5 incredible buried British treasures

James Reader investigates some of the incredible artefacts unearthed by wild winter weather on Britain’s coastlines

Illustration photo of 5 incredible buried British treasures

Britain’s south-western shores experienced the equivalent of years of damage at the hands of ferocious weather in our most recent winter season, which saw beaches and sea cliffs severely eroded, coastal defences destroyed and public transport brought to a halt. In the aftermath, however, the shifted sand, stones and shingle of our south-western shorelines uncovered something spectacular: buried treasure and relics from 10,000 years of British history. Here are my top 5 coastal caches...

[1] WWI GERMAN SHIPWRECK, Booby’s Bay, Padstow, Cornwall

The 18m SV Carl sank at Booby’s Bay in 1917 while being towed to London to be broken down into scrap metal. Before the storms, only parts of this German sailing vessel were visible, which was impounded in Cardiff at the beginning of WWI. Photo: Phil Ellery

[2] 10,000-YEAR-OLD FOREST, Newgale, Pembrokeshire

The ancient forest, which was previously buried under a pebble bank sea defence, dates as far back as the preagricultural Mesolithic Period. Pembrokeshire Coast National Park Authority heritage manager Phil Bennett said: “10,000 years ago this woodland area would have been visited by hunter gatherer bands from time to time, looking for game and collecting edible plants, nuts and berries.” Photo: Pembrokeshire Coast National Park Authority

[3] 18TH CENTURY CANNONS, Porthcawl, Bridgend

It is believed that a 1.4m cannon and 0.9m swivel gun recovered on Porthcawl beach are both late 18th century or early 19th century relics, possibly used in the Napoleonic Wars or simply as protection for merchant ships. Photo: Porthcawl Museum and Historical Society

[4] WWII TANK TRAPS, Rest Bay, Porthcawl, Bridgend

Tank traps built in 1940 to protect against German beach landings have become exposed at Rest Bay. Porthcawl historian Keith Morgan said: “They were chains and old railway lines which were embedded upright in the beach. They would have been around six or seven feet above the level of the beach. I can remember them stretching from Swansea Bay all the way round to Porthcawl.”

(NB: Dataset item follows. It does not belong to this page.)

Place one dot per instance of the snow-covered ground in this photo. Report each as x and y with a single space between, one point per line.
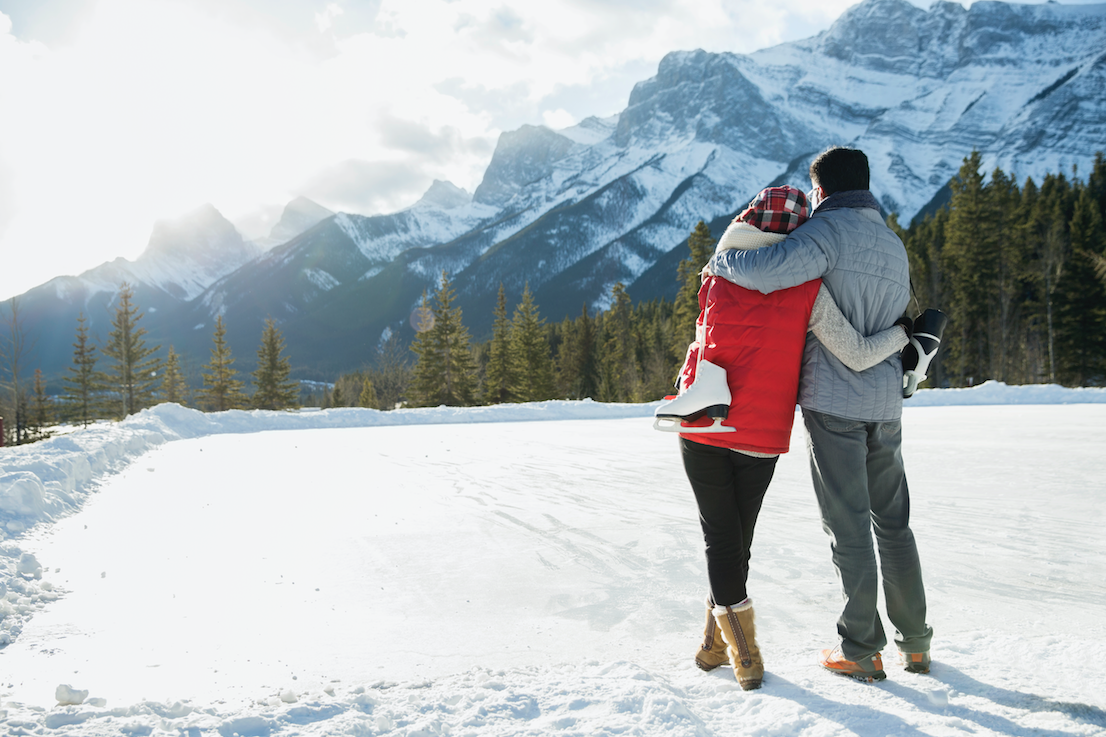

[5] UNEXPLODED MINES & MORTAR SHELLS, Dorset, Devon, Cornwall & Pembrokeshire

The Royal Navy’s Southern Dive Unit has dealt with hundreds of unexploded bombs since December, including a 45kg anti-submarine mine at Watwick Bay, Haverfordwest, a rare WWI German mine near Newquay, and live mortar bombs at Poole Harbour, Mount Batten Point and Crow Point.